September 10, 2011

Smoke Signals and Lost Dog

Before I deal with the main blog topic, I would like to ask those of you in North Seattle to be on the look out for a lost black/while cockapoo:   information is here.  Thanks for any help.

During warm days there is a profound change in winds up and down the Olympics that is normally invisible, but become apparent when there is a wildfire on the Olympic slopes.

Dale Ireland has a wonderful permanent cam facing the Olympics and has been recording the smoke from the Big Hump fire the last few days.

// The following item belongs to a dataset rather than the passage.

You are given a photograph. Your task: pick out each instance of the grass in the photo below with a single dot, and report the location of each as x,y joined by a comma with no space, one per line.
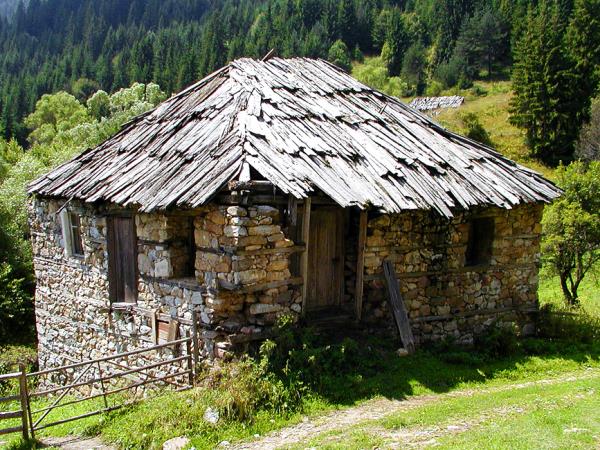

Here is a video for a few days ago:

This one is also good: 

During the day, as the slopes are heated there is upslope flow moving towards higher elevations--this upslope flow and the destabilization of the atmosphere as the mountains heat up produces convection and enhanced upward flow.   Sometimes this convection is accompanied by a cumulus cloud as well as smoke (called pyrocumulus).   The rising air cools due to the expansion of the upward-moving air and eventually the initially warm air is no longer buoyant (becomes the same temperature as the environmental air at that level) and no longer rises.  You see this all the time from smoke from smokestacks hitting a level through which it can pass and then spreads mainly horizontally--check out this picture:

During the evening, the surface of the mountains cools as the infrared radiation loss to space exceeds the incoming energy from the sun.  The daytime convective/smoke plume dies (since it depends on the surface being sufficiently warmer than the air above), and air starts moving down the mountain....known as downslope flow.  The smoke is entrained in this  flow and heads down the slope.  That is what you are seeing.

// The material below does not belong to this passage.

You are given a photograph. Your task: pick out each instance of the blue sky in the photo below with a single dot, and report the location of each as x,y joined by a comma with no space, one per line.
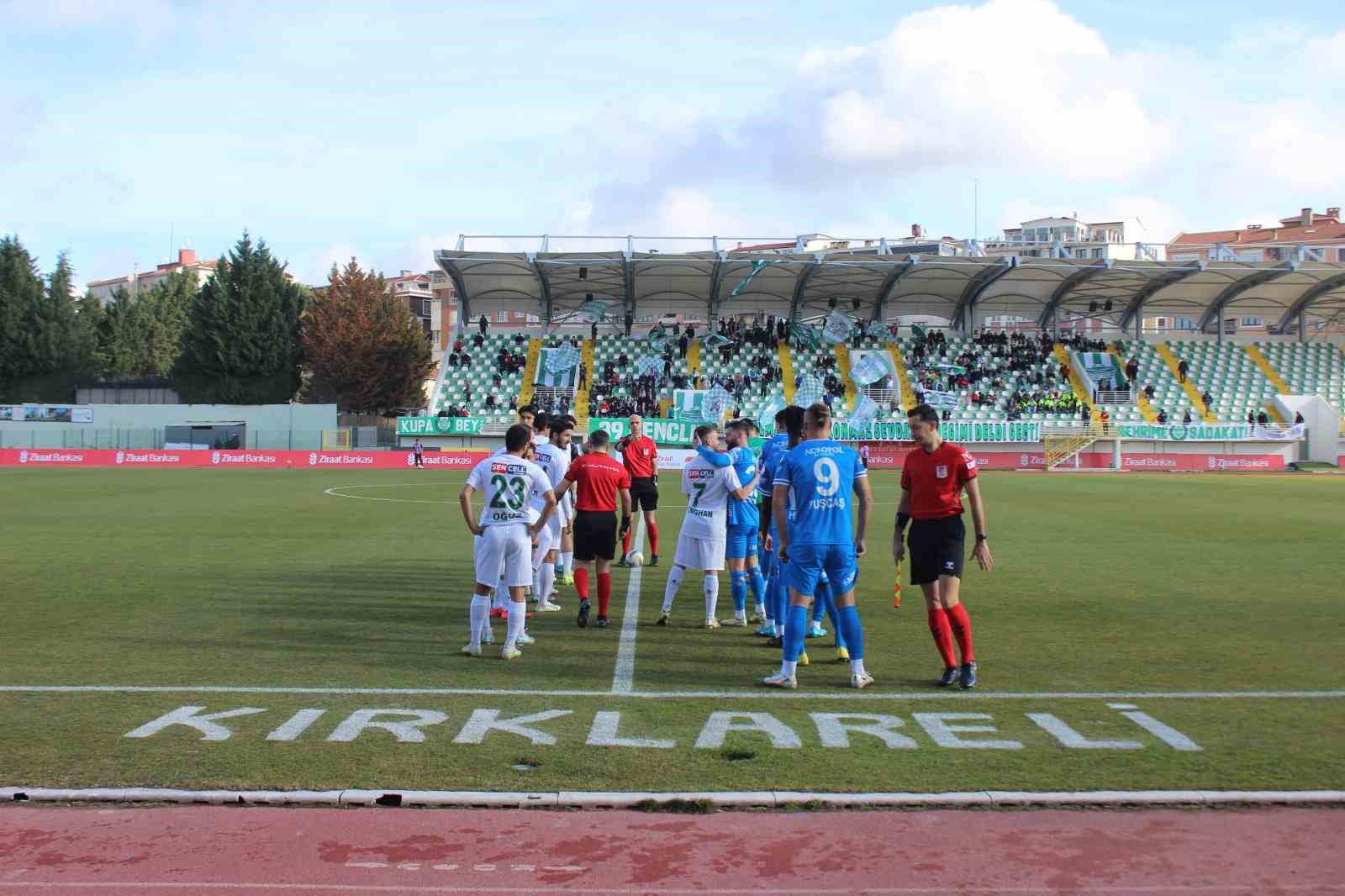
383,131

  1. Thanks for the explanation. Now I can understand more about what I am seeing. I enjoy your excellent blog.

  2. who cares about weather esoterica, i hope you find your dog

  3. What is the sudden burst of smoke right at the end that goes straight up? Did I miss the point? In the first part, I see the hazy smoke gradually slipping down the slope as you describe.

  4. I see the hazy clouds slipping down the slope gradually in the first part, but don't understand what the sudden plume that goes straight up near the end is about.

    Thank you

  5. From our home in Magnolia we saw the fire's smoke rise up as you described, but then drift off to the north.

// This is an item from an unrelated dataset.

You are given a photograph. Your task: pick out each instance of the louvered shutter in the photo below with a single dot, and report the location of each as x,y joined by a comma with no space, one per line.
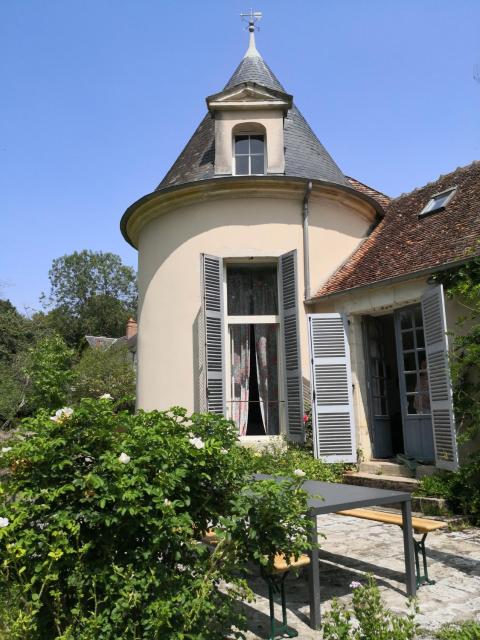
331,384
212,277
291,346
440,386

    At that same time, down on the Sound and at our home, the prevailing wind was out of the north.

    Please explain the different wind directions.

    John M

  6. there is no such like that around my house,,, what i see only green forests

    thanks for giving the information

  7. Two thoughts.
    First 'Records' are generally meaningless. Is there any climatological significance to the consecutive days above 80 in September? What if a string of above 80 started on the 20 Aug and continued until 9 Sept. Or, if the string started with 7 days in the upper 80's and then had an weak onshore flow where the temp dropped to 79 for a day and then had another string of 8 days above 80. Or does a string 8 days above 80 at the end of the month have more weight 10 days at the start of the month? And that has been pointed out by Cliff in earlier blogs, the variation around the region be dramatically different. I would suggest that all 'Records' should be either marked with an asterisk or ignored. These should not be considered journalistic news and left to grocery store tabloids.
    Second, while I agree with the statement that 'not all site locations are created equal', I do wonder if we are trying to equate apples to oranges. I understand location of the sensors at Sea-Tac have been influenced by the third runway. But I also wonder that if a group of sensors was put over natural vegetation in downtown Seattle, would that be at Freeway Park? and would that reflect the conditions within micro climate created by the concrete and asphalt of downtown Seattle. I would suggest that this is a problem of resolution. The finer we calibrate the instruments and area of reference, the more samples need to be taken.
    Still after 45 years ago, the words of my Ingraham HS Chem teacher, Wendell McCain, still reverberate in my mind - the Law of Significant Digits. And related. One can not be more accurate than the least accurate measurement. And that measurement errors accumulate. Unfortunately, we live in a world of floating decimals of computers/calculators and assume our measurements are accurate to 8 places.
    Let's keep a perspective on these observations and realize they only indicate trends subject to variation and not 'Records'.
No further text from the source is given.